While Molina manned the dish in Arlington, Posey was finally pressed into full time duty in San Francisco. He was seemingly eager to repay the kindness, nullifying his mediocre first month with a scalding .417/.446/.699 slash in July. While he failed to maintain the Bondsian power, he concluded his rookie season with a fantastic .305/.357/.505 slash, good for a .368 wOBA and 3.9 Wins Above Replacement (WAR).

Posey also put together a great postseason in his rookie year. While his complete line of .288/.354/.390 doesn’t speak of dominance, he handled the Braves and Rangers pitchers ably. Philadelphia was able to hold him to five hits and three walks in 26 plate appearances, but a 4-for-5 outburst in Game Four of the NLCS helped set the stage for an unlikely Juan Uribe walk-off sac fly in the 10th inning.

Assuming Molina would have given the Giants 0 WAR from June through September, sending him to Texas probably earned the Giants about four wins. With the Padres finishing just two games behind the Giants, those four wins were crucial, especially if one or more of them came at the Padres’ expense (for what it’s worth, Posey hit .282/.300/.615 against Padres pitchers).

Part of what made Molina expendable is what we could expect from Posey at the big league level. This was covered in some detail on THT just two days before his promotion. The Posey-specific projections were modest: Oliver called for a .354 wOBA while his major league equivalent line was a hearty .348. Also expected was solid defense and a robust caught-stealing rate. Posey did his best to vindicate the projections. His season wOBA of .368 is probably about one standard deviation above Oliver’s projection. Observers universally praised Posey’s handling of the pitching staff and defensive instincts. He also managed to gun down 23 out of 62 steal attempts (37 percent).

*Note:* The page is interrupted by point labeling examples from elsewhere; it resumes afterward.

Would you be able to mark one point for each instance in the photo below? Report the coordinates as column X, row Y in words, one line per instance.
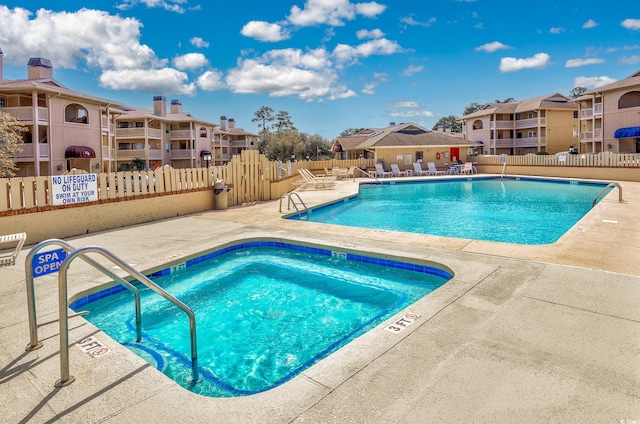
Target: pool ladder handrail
column 291, row 201
column 34, row 343
column 595, row 199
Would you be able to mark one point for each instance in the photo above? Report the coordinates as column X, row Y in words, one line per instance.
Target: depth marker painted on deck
column 92, row 347
column 399, row 325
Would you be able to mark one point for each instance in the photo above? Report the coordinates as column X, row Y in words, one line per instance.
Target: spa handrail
column 290, row 201
column 34, row 343
column 595, row 199
column 65, row 378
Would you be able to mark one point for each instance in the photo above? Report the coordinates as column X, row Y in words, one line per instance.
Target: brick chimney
column 39, row 68
column 160, row 105
column 176, row 106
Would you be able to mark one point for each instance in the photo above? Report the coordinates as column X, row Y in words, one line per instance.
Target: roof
column 548, row 101
column 632, row 80
column 403, row 135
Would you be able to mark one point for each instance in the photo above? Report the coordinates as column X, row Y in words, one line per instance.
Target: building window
column 630, row 99
column 76, row 113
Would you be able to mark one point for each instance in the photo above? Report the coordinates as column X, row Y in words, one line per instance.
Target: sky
column 331, row 64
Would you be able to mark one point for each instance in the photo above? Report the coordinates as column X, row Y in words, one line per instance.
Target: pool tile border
column 391, row 263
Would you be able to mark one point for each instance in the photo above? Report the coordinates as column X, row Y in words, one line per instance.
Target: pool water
column 263, row 314
column 521, row 211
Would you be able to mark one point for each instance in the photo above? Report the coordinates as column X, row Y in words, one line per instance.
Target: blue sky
column 332, row 64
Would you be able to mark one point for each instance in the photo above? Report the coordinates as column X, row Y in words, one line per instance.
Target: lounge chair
column 417, row 169
column 380, row 172
column 396, row 172
column 433, row 170
column 315, row 183
column 9, row 258
column 467, row 168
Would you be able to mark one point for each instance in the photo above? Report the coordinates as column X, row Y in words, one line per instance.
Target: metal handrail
column 34, row 343
column 595, row 199
column 370, row 176
column 65, row 378
column 291, row 201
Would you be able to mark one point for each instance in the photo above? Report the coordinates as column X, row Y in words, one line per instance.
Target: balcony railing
column 181, row 134
column 26, row 113
column 183, row 154
column 138, row 133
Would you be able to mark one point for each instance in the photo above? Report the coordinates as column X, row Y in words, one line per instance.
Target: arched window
column 630, row 99
column 76, row 113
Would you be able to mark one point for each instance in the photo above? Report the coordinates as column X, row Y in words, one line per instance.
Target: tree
column 264, row 116
column 449, row 121
column 350, row 131
column 577, row 92
column 283, row 121
column 473, row 107
column 10, row 143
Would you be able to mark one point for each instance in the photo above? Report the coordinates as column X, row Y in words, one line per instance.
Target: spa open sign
column 72, row 189
column 48, row 262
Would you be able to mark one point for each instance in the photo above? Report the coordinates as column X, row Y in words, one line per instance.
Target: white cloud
column 190, row 61
column 264, row 31
column 575, row 63
column 345, row 53
column 512, row 64
column 632, row 24
column 375, row 33
column 107, row 42
column 332, row 12
column 409, row 109
column 492, row 47
column 411, row 70
column 170, row 5
column 410, row 21
column 288, row 72
column 165, row 81
column 211, row 81
column 630, row 60
column 592, row 82
column 199, row 42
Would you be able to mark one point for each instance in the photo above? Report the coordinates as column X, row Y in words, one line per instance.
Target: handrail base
column 61, row 383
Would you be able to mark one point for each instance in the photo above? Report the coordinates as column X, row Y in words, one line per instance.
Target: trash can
column 220, row 190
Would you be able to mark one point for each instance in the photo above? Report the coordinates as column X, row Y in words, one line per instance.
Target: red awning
column 79, row 152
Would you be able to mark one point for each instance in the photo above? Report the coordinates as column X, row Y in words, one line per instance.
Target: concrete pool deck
column 520, row 334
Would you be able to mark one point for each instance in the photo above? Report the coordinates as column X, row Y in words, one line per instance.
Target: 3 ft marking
column 402, row 323
column 93, row 347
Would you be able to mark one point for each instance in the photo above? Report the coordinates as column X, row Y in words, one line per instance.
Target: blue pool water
column 521, row 211
column 265, row 311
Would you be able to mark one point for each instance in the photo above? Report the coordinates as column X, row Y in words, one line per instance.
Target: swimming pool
column 265, row 311
column 513, row 210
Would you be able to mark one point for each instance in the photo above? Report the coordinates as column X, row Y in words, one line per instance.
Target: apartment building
column 610, row 117
column 541, row 124
column 230, row 140
column 68, row 129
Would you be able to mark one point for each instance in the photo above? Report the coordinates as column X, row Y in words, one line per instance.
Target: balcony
column 138, row 133
column 26, row 113
column 181, row 134
column 501, row 125
column 177, row 154
column 28, row 151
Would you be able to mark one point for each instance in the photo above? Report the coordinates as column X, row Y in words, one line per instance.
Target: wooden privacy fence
column 604, row 159
column 250, row 177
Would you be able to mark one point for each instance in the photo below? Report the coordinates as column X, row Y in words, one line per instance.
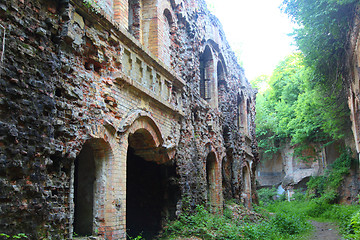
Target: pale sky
column 257, row 32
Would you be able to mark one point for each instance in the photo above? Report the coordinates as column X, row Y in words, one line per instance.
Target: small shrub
column 267, row 195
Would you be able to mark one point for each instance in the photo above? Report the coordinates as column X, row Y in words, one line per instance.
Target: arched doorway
column 246, row 187
column 211, row 178
column 84, row 191
column 151, row 191
column 89, row 186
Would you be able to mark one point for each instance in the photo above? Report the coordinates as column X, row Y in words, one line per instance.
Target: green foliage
column 266, row 195
column 322, row 32
column 297, row 107
column 354, row 227
column 326, row 186
column 320, row 210
column 16, row 236
column 205, row 225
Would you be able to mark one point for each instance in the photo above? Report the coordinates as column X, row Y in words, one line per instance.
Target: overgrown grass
column 205, row 225
column 319, row 202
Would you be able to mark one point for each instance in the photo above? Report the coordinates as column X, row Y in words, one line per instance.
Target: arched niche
column 221, row 79
column 134, row 18
column 151, row 192
column 167, row 25
column 246, row 181
column 242, row 122
column 207, row 77
column 90, row 179
column 211, row 178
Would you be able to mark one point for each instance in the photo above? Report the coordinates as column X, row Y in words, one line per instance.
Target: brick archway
column 146, row 193
column 90, row 187
column 213, row 178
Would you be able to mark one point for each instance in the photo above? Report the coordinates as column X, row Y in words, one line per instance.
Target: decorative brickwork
column 104, row 104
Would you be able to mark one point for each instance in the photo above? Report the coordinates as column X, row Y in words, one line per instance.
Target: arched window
column 166, row 36
column 206, row 74
column 248, row 117
column 241, row 112
column 221, row 82
column 134, row 19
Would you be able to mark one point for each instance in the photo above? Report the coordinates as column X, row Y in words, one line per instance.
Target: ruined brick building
column 116, row 114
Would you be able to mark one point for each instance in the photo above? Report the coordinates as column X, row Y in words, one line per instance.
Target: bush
column 266, row 195
column 205, row 225
column 326, row 187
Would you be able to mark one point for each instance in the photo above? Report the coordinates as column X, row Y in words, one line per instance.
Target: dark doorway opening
column 211, row 177
column 84, row 191
column 151, row 195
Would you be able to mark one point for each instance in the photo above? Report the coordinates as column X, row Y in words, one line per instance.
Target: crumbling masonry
column 116, row 114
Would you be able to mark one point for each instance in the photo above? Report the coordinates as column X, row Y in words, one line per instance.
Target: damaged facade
column 116, row 114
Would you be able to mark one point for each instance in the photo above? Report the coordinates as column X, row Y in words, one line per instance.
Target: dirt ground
column 325, row 231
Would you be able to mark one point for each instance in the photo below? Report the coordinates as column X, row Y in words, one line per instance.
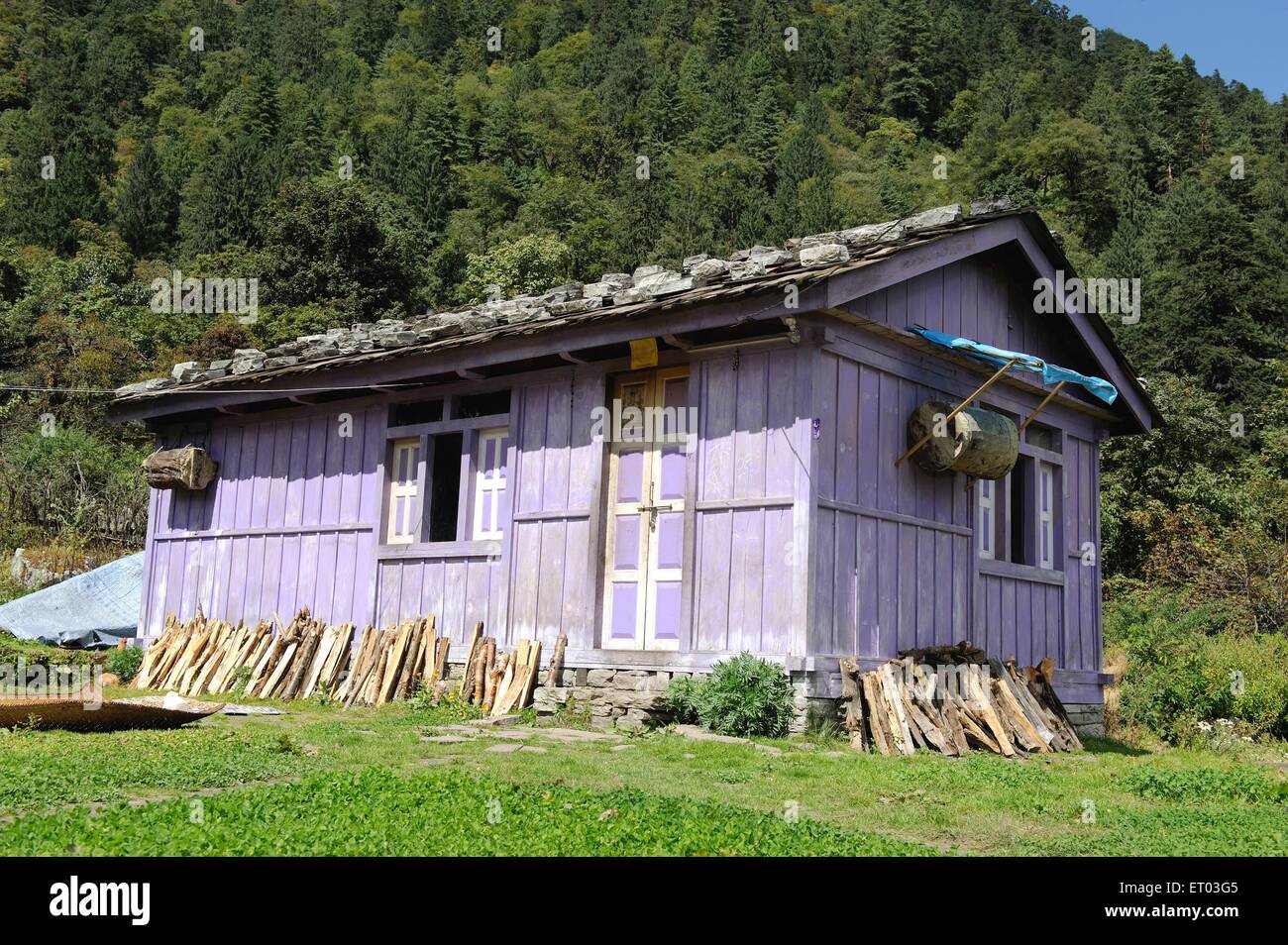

Of course, not everything went perfectly in that previous article. The worst mistake was assuming that Aubrey Huff’s then wOBA of .350 represented a ceiling on his talent. He would later raise it to .388 and undoubtedly raked in a handful of MVP votes. The second mistake is more forgivable. A June 11 call up seemed likely as it coincided with the next home stand and guaranteed to remove Posey from Super-2 consideration. Brian Sabean and company made a mockery of that guesstimate by executing the roster move on May 29.